Other Considerations for Property Division in Pennsylvania Divorces

Other Considerations for Property Division in Pennsylvania Divorces

 

Other Considerations for Property Division include: (1) Professional Licenses or Degrees; (2) pension benefits; (3) Personal injury proceeds; (4) marital debts; (5) goodwill; (6) future interest; (7) Tax Consequences; and (8) Alimony or spousal support.

  Professional Licenses or Degrees:

  • The license or degree itself is not marital property; however, the court may use its equity power to award compensation in the form of reimbursement. This is limited to actual financial contributions, (e.g., if one spouse made financial contribution toward the other spouse earning a professional degree, they are not going to get a piece of the value of that professional degree, but if in some way they can demonstrate those expenses, then they may get reimbursement for those expenses).

 Pension Benefits:

  • If one of the spouse’s pension accumulated during the marriage, then it is marital property and it is subject to division (this includes profit sharing plan, 401k, etc.,) It does not matter whether the non employee spouse made a contribution to its acquisition.
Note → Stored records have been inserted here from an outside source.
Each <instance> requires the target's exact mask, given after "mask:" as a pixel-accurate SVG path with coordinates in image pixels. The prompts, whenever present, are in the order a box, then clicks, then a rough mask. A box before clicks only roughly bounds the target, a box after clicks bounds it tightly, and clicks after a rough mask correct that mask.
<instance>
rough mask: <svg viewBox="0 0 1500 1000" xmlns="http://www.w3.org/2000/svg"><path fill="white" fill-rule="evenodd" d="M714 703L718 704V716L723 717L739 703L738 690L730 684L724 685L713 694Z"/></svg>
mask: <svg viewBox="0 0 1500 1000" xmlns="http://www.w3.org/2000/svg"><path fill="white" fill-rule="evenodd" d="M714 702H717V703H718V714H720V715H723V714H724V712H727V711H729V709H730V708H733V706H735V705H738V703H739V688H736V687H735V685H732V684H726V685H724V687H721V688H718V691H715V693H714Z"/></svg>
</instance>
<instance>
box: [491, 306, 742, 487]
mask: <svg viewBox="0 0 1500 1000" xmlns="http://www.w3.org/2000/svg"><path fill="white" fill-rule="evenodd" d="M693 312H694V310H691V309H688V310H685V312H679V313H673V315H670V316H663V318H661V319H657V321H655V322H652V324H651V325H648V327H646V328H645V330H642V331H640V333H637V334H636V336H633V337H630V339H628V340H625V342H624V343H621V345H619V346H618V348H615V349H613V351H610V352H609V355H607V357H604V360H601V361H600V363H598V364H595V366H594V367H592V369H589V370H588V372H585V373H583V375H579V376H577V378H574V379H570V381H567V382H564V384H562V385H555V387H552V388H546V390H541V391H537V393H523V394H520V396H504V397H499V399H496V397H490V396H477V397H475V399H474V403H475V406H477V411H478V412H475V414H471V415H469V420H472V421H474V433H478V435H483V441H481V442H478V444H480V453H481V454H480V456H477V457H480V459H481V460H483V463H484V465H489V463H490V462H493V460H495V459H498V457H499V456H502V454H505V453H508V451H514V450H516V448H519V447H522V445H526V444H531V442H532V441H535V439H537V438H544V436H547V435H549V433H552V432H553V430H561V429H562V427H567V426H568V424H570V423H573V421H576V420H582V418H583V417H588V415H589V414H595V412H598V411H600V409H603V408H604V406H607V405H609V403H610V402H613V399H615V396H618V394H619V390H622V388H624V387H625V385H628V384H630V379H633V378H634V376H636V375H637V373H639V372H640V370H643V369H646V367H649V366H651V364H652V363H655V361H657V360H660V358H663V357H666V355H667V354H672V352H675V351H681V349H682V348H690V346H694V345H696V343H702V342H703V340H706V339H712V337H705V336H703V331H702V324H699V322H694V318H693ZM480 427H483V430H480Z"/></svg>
  Personal injury proceeds:

  • These personal injury proceeds are considered marital property if the cause of action occurs between the date of the marriage and the final separation.

Marital Debts:

  • Debts are classified as marital or separate.
    • If the parties were married when the debt was incurred, then it will generally be classified as marital debt.
    • When deciding the status of marital debts, the court will consider the following:
      • (1) What was the purpose of the debt;
      • (2) Who incurred the debt;
      • (3) Who benefitted from the debt, and
      • (4) Who is best able to repay the debt?

Good Will:

  • The reputation and clientele of a professional practice or business is considered marital property to the extent it can be given a dollar value.

Future Interest:

  • A possible future interest in property is not distributable.

 In comparison to alimony, property division is generally oriented toward the past, whereas, alimony is oriented toward the future.

Tax Consequences:

  • Equitable distribution payments or property transfers are not taxable at the time of transfer, however, the property is taxable when it is sold.